After taking a look at your slurm.conf, it looks like you have the following configuration:

JobAcctGatherFrequency=energy=0,filesystem=0,network=0,task=0

If this values are set to 0, as you have, the job gathering is disabled until job termination, when it collects a unique metric (that is the not accurate "MaxRSS" value you are observing). The idea is to avoid any minimal interference of Slurm with the running processes in the node.

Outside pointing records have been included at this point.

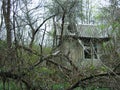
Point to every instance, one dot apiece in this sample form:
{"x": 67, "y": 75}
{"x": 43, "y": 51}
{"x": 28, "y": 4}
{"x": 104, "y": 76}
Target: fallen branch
{"x": 10, "y": 75}
{"x": 80, "y": 82}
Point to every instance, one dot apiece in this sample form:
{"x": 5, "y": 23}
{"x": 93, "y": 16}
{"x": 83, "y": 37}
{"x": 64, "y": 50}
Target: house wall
{"x": 72, "y": 48}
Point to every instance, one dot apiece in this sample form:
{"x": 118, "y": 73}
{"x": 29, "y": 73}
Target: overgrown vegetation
{"x": 30, "y": 50}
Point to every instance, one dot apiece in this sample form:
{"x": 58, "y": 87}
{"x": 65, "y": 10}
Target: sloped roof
{"x": 85, "y": 30}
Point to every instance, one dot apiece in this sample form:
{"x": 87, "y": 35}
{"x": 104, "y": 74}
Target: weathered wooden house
{"x": 83, "y": 45}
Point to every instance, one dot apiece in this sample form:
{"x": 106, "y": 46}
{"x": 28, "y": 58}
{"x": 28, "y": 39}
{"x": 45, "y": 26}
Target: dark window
{"x": 90, "y": 51}
{"x": 87, "y": 53}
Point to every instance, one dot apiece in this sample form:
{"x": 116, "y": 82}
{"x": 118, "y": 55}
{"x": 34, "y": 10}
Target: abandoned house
{"x": 82, "y": 43}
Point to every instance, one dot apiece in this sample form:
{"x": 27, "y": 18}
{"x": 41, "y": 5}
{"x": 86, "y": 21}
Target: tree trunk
{"x": 6, "y": 13}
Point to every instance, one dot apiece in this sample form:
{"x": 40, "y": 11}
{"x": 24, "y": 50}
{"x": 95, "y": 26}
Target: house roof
{"x": 85, "y": 31}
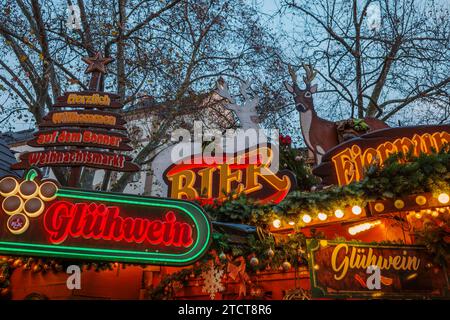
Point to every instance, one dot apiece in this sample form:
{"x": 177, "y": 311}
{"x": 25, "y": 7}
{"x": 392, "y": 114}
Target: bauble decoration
{"x": 254, "y": 262}
{"x": 286, "y": 266}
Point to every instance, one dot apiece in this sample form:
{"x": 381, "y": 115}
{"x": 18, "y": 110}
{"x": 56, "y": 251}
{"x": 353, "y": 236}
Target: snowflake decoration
{"x": 212, "y": 281}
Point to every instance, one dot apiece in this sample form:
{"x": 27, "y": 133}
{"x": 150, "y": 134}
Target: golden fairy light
{"x": 363, "y": 227}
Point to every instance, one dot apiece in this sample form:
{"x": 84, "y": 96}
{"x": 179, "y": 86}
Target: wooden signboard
{"x": 39, "y": 218}
{"x": 74, "y": 139}
{"x": 207, "y": 179}
{"x": 346, "y": 162}
{"x": 339, "y": 270}
{"x": 76, "y": 157}
{"x": 89, "y": 99}
{"x": 84, "y": 118}
{"x": 81, "y": 138}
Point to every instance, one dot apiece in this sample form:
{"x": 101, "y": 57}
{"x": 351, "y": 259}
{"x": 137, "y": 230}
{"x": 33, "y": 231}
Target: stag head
{"x": 303, "y": 97}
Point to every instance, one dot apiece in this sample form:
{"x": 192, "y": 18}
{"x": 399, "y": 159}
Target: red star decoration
{"x": 96, "y": 63}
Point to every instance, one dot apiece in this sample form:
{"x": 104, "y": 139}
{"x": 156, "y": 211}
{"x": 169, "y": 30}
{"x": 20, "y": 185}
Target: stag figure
{"x": 246, "y": 113}
{"x": 320, "y": 135}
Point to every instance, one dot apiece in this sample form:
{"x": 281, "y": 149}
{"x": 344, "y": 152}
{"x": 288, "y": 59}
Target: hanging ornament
{"x": 5, "y": 291}
{"x": 286, "y": 266}
{"x": 212, "y": 281}
{"x": 254, "y": 261}
{"x": 222, "y": 256}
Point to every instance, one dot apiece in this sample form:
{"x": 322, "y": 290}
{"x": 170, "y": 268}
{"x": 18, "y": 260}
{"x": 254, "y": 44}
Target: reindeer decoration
{"x": 320, "y": 135}
{"x": 246, "y": 113}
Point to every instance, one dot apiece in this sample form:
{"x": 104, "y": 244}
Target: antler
{"x": 222, "y": 90}
{"x": 310, "y": 74}
{"x": 292, "y": 73}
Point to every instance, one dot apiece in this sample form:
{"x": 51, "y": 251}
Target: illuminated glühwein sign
{"x": 339, "y": 270}
{"x": 346, "y": 162}
{"x": 40, "y": 218}
{"x": 207, "y": 179}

For the information you want, it is enough with enabling the task gathering, so, could you please repeat your test case changing the values (in slurm.conf) to:

JobAcctGatherFrequency=energy=0,filesystem=0,network=0,task=30

After the change, you will need to make it effective with: 

$ scontrol reconfigure

I am suggesting 30s for the frequency because it is the value we configure by default, but feel free to change it to a value that better fits your necessities. You will find more information here:

https://slurm.schedmd.com/slurm.conf.html#OPT_JobAcctGatherFrequency

Please, try the suggested changes, and let us know if they work as expected.

Kind regards,

Oscar
Comment 4 DRW GridOps 2022-05-18 09:47:51 MDT
Oh good, I was hoping it was something stupid/easy like that, thank you!

The docs seemed to suggest that setting the intervals to zero would result in no data being gathered during the job's run, 

> If the task sampling interval is 0, accounting information is collected only at job termination (reducing Slurm interference with the job).

That is 100% what we are seeing, but I believe it should be made explicit that the MaxRSS information that _does_ get applied at job end might be garbage.  In *hindsight* this makes perfect sense (how do you see the peaks if you aren't looking at the process. during its lifecycle?) but apparently it is subtle enough to fool at least some Slurm admins :-(

Could we get few words tacked onto that sentence to reflect that?  Something like:

"(reducing Slurm interference with the job, and making accurate tracking of values such as MaxRSS impractical)"

Thanks!
Comment 6 Oscar Hernández 2022-05-18 11:17:22 MDT
Glad it worked out!
 
I see your point, the simple fact of having it accounted might be a little misleading. We will for sure take your comments into consideration. 

I am closing this bug for now. If you have any followup question, feel free to re-open it.

Regards,
Oscar